(Reuters) - Southern California lawmakers have agreed to pay $1 million to the family of a 16-year-old girl who committed suicide by hanging herself in a juvenile hall facility in 2013, officials said on Friday.
The settlement follows several controversial in-custody deaths that have fueled protests across the country over systemic racism and police violence under the banner of Black Lives Matter over the past year.
The San Diego County Board of Supervisors voted unanimously to approve the settlement during a closed session on Tuesday to discuss the lawsuit filed by the family of Rosemary Summers, board spokeswoman Michele Clock said.
"Providing a safe environment for youth in custody is the highest priority for the Probation Department and their staff," Clock said in a statement.
"Accordingly, following Rosemary's death, Probation identified and made, and continues to make, safety improvements in order to prevent a tragedy like this from ever occurring again," she said.
Summers was taken to the Girls Rehabilitation Facility in San Diego in July 2013 for violating probation while attending a rally for Trayvon Martin, the black Florida teen whose death at the hands of a volunteer night watchman sparked protests around the United States.
Summers had attempted suicide numerous times by the age of 14, court records show, and during her detention she told jail staff she wanted to harm herself.
Her family's attorneys said jailers failed to follow department policies regarding suicide prevention, and she was found hanging in her cell on Sept. 23, 2013.
Family lawyer Gerald Singleton said Summers should never have been in juvenile hall in the first place.
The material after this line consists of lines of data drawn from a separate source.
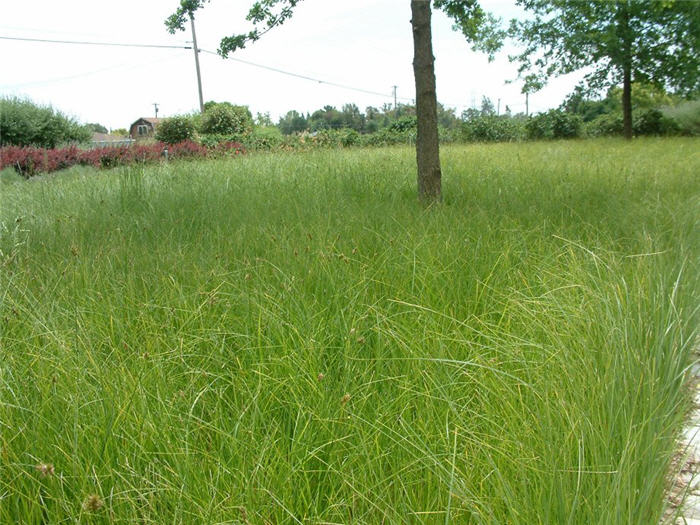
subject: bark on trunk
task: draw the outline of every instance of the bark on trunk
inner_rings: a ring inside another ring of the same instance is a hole
[[[632,138],[632,72],[628,66],[622,78],[622,130],[626,139]]]
[[[438,144],[435,58],[430,31],[430,0],[411,1],[413,27],[413,75],[416,79],[416,160],[418,197],[423,201],[442,198],[440,146]]]
[[[632,35],[629,0],[618,4],[618,32],[622,41],[622,132],[632,138]]]

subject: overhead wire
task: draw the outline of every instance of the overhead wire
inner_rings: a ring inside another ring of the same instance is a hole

He said her mother remains distraught.
"She was having difficulty because she felt like it was putting a monetary value on her daughter's life," Singleton said. "Unfortunately, she just broke down. She blames herself."
He added that the family was encouraged by changes the jail was making to prevent something similar from happening again.
Clock said Summers' suicide was the first by a juvenile in the county's custody in more than three decades.